In the abstract, the highest impact scientific research you can do outside industry should focus on things that are important to long-term success, but are not necessary in the short term. 

Companies already have a strong incentive to find alternatives to the largest cost-drivers so that they can begin to produce regularly at smaller scales without going bankrupt. For example, companies are likely already working on alternatives to using the most expensive growth factors, since at current costs, they can make even small scale production cost-prohibitive.

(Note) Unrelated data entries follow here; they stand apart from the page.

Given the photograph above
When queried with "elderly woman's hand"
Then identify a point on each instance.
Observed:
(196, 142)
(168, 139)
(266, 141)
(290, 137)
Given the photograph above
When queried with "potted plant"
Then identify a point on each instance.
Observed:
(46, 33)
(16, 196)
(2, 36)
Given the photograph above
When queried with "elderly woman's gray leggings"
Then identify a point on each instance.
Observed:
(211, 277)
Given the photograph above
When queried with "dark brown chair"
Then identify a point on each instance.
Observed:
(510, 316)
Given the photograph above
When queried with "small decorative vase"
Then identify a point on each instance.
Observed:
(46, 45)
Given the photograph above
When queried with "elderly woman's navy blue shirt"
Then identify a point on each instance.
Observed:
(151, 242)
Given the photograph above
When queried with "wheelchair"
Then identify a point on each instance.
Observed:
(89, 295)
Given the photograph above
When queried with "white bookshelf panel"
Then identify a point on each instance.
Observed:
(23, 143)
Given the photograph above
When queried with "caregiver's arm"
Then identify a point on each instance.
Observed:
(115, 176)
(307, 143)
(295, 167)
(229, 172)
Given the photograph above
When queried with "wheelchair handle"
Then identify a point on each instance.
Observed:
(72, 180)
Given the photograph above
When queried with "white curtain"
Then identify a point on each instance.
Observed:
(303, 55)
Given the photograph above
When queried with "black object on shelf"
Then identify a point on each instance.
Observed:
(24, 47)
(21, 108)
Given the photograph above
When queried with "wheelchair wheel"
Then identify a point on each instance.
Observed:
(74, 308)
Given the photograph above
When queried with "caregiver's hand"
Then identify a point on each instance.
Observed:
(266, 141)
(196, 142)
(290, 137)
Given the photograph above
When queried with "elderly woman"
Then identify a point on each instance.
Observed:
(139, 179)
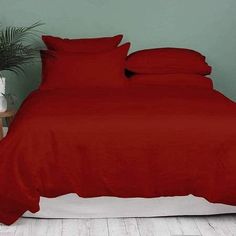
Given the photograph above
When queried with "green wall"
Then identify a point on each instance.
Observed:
(208, 26)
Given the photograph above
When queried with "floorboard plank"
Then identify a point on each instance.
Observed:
(131, 227)
(204, 227)
(98, 227)
(188, 226)
(70, 227)
(116, 227)
(218, 224)
(153, 227)
(174, 226)
(160, 226)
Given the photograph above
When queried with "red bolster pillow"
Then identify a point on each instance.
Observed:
(167, 61)
(87, 45)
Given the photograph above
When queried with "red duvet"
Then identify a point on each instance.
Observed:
(146, 141)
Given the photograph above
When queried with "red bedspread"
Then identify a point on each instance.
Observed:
(130, 142)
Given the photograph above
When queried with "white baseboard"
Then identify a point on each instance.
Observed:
(5, 129)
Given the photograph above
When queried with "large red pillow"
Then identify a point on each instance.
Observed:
(78, 70)
(167, 61)
(83, 44)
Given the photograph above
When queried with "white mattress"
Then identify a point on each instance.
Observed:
(72, 206)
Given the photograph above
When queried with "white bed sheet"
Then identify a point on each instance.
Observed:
(72, 206)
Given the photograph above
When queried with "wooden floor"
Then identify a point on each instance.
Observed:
(168, 226)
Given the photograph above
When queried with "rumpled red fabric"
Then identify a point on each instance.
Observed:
(123, 142)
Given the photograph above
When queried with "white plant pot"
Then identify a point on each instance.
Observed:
(2, 85)
(3, 101)
(3, 104)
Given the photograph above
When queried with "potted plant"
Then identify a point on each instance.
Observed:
(16, 50)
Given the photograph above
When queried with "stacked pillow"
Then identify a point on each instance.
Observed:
(167, 61)
(100, 62)
(168, 66)
(79, 63)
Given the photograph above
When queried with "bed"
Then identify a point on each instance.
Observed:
(144, 142)
(92, 143)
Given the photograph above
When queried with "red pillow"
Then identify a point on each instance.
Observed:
(88, 45)
(173, 80)
(167, 61)
(78, 70)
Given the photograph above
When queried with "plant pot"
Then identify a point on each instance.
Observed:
(3, 101)
(2, 85)
(3, 104)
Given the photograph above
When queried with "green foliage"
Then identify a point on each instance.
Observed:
(16, 47)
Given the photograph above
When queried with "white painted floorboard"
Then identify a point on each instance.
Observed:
(224, 225)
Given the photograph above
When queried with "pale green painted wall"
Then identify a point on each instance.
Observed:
(205, 25)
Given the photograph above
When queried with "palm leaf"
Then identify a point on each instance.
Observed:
(16, 48)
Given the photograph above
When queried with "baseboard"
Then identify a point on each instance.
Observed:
(5, 129)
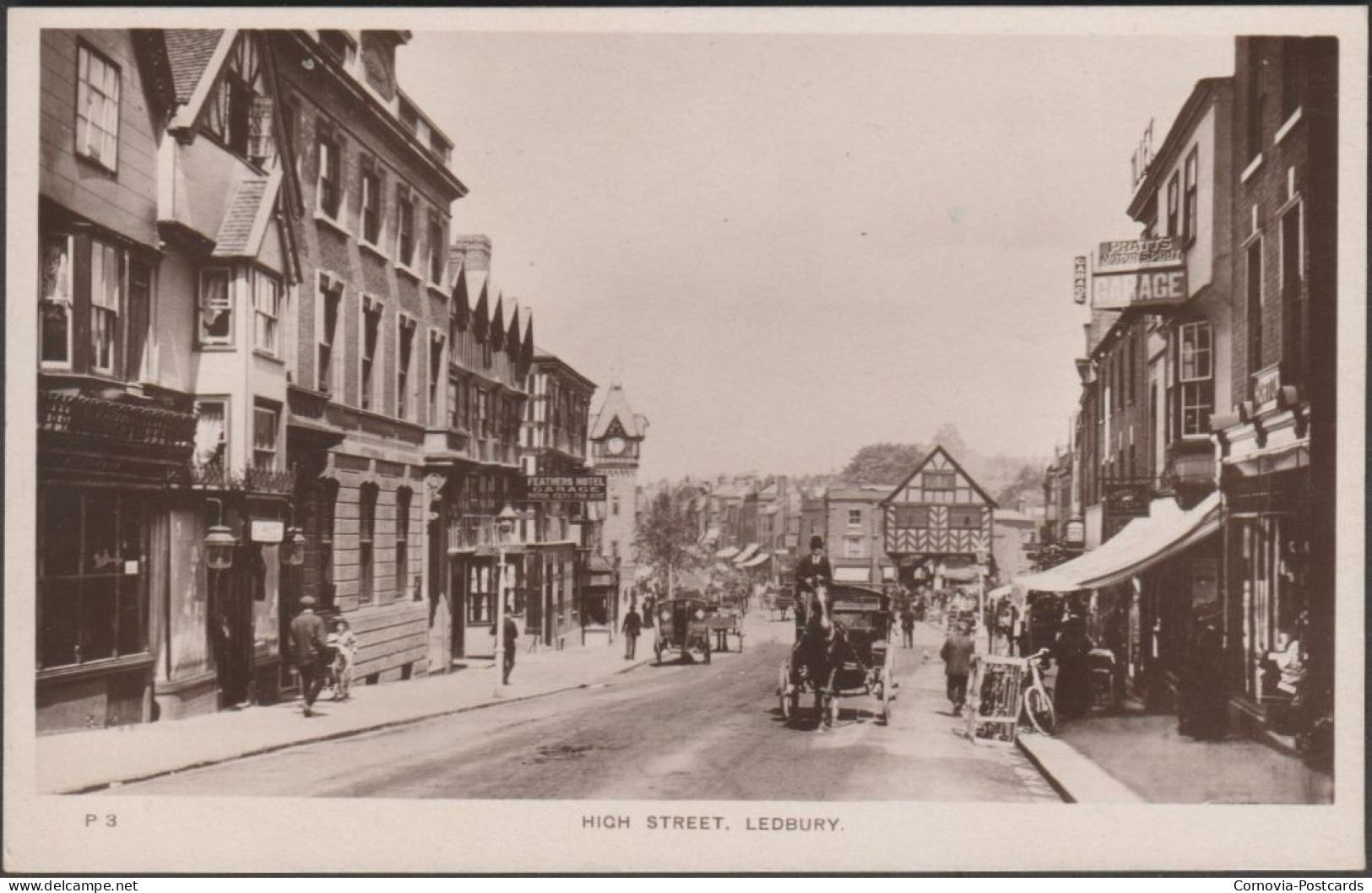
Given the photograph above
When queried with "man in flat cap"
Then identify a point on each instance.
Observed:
(311, 645)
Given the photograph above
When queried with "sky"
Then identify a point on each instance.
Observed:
(789, 246)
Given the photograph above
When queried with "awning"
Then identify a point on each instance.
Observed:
(746, 553)
(1135, 549)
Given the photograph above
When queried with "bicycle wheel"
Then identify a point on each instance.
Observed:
(1038, 706)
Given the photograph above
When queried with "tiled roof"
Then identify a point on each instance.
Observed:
(236, 226)
(188, 52)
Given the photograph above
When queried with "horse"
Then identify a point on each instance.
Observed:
(818, 653)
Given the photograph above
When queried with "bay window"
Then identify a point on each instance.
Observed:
(92, 561)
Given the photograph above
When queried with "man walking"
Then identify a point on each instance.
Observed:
(632, 625)
(907, 625)
(957, 656)
(309, 641)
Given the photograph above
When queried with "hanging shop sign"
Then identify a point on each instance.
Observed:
(1079, 279)
(566, 487)
(267, 531)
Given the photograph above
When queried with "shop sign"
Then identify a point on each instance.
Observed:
(1154, 289)
(263, 531)
(1136, 256)
(1079, 279)
(564, 487)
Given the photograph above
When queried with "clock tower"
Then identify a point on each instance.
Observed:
(616, 436)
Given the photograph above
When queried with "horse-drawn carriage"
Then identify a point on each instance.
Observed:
(682, 625)
(844, 651)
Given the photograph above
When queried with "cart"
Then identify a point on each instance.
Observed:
(860, 664)
(682, 625)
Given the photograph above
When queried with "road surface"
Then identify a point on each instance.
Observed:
(689, 732)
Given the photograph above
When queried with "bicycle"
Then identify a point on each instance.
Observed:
(1038, 701)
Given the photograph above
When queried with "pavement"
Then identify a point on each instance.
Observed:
(85, 761)
(1141, 759)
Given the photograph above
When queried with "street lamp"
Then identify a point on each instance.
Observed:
(219, 544)
(505, 524)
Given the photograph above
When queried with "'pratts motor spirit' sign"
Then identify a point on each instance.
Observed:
(1139, 273)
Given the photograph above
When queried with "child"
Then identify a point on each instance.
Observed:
(344, 645)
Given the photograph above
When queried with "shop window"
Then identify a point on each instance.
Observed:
(98, 109)
(57, 298)
(1191, 197)
(371, 350)
(215, 307)
(106, 300)
(366, 544)
(404, 366)
(402, 542)
(1196, 379)
(265, 434)
(91, 571)
(331, 298)
(267, 311)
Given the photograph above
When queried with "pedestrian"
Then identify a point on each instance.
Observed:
(311, 649)
(957, 656)
(632, 625)
(1071, 690)
(511, 647)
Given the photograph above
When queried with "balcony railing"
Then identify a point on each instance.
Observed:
(116, 423)
(259, 480)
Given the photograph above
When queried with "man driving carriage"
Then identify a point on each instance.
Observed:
(811, 572)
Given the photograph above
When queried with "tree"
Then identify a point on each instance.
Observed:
(884, 463)
(1028, 480)
(667, 535)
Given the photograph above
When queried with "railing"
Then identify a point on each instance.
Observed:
(124, 423)
(214, 476)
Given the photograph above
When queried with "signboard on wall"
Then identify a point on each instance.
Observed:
(564, 487)
(1139, 273)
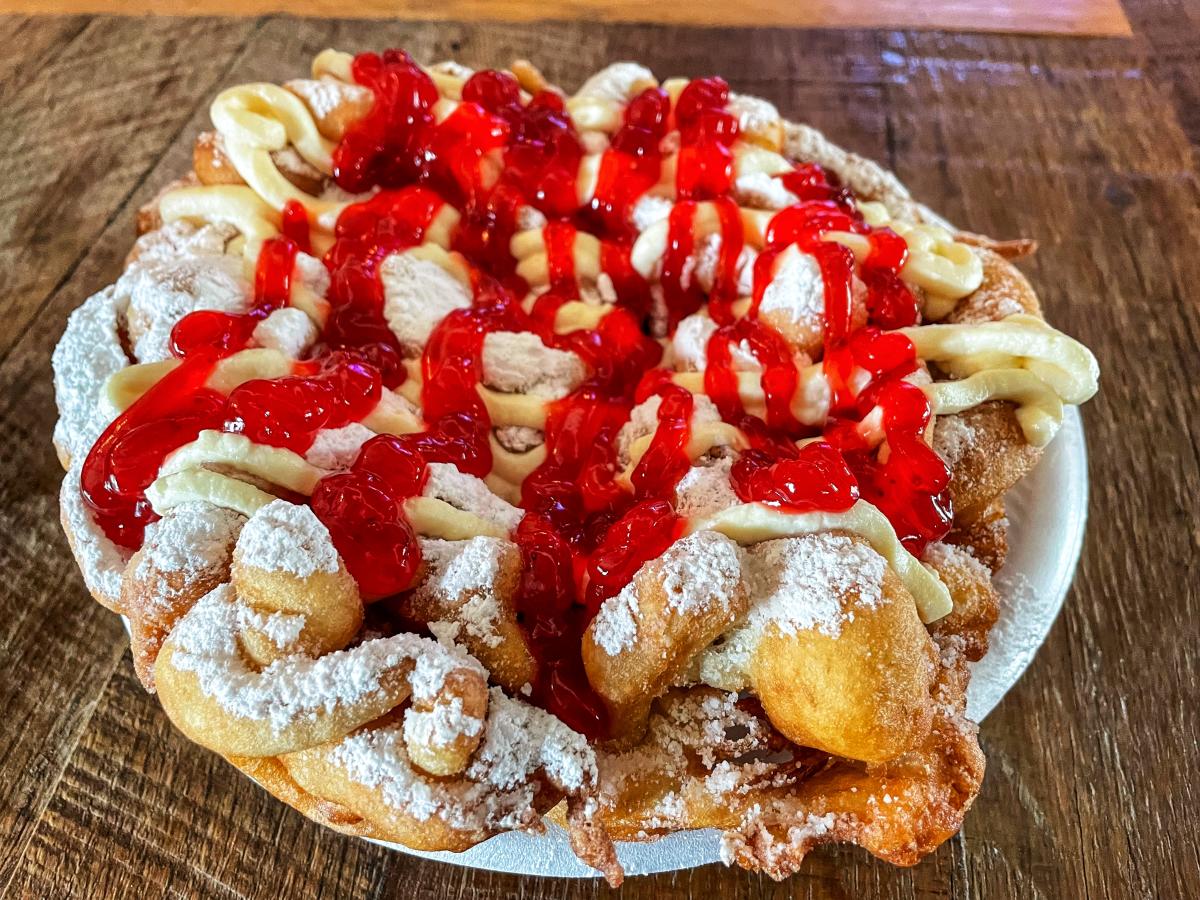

However, the long term success of cultivated meat will require innovation and cost reduction across the entire value chain. Many of these innovations aren't important for the short-term goals of the industry, so will likely get pushed off until later. This is where academic research can currently provide value.

One great candidate for this is developing ways to create dirt-cheap basal media from plants, e.g. using hydrolysates. Currently, basal media components are all sourced separately, and are often produced in inefficient ways. For example, individual amino acids are often produced via fermentation and then combined in a single media formulation. This is a much less efficient process compared to current meat production, where amino acids are sourced from soybeans and fed to animals. In the long term, it's likely that cultivated meat will need to move to a system where the main basal media components are grown via agriculture as opposed to biotech. However, it's likely difficult for companies to justify spending a lot of time on this, since basal media is not currently a major cost driver.

In addition to what avacyn said about hydrolysates (very important! Amino acids are really expensive!), off the top of my head:

  • Figuring out ways to do extreme sanitation/fully aseptic operations cheaply at scale
    • mammal stem cells double every 21-48 hours, E.coli doubles every 25 minutes, if you have a giant bioreactor full of yummy meat cells + growth media at ph~=7.0 and temp~=37C, one stray bacterium or virus can ruin your day. 
    • maybe more of an engineering problem than a foundational science problem, but solving this would also be fairly helpful for a number of medical and other bioengineering scaleup questions
  • novel(?) materials science that lets you build high-quality reusable bioreactors without being as expensive as stainless steel or "use and discard" as has become common(?) in biologics
  • genetic engineering to create cells that have much longer lifespans (or are immortal), breaking the Hayflick limit.
  • Other cell line genetic engineering, including but not limited to:
    • faster growth rates
    • higher metabolic efficiency
    • countering catabolite and CO2 inhibition
  • Tissue engineering/scaffolding, useful both for adding structure to clean meat (eg in steaks) and (in the limit) for creating replacement body parts in surgery for humans
    • though I've been advised that scaffolding is unlikely to be the most significant bottleneck for cultured meat.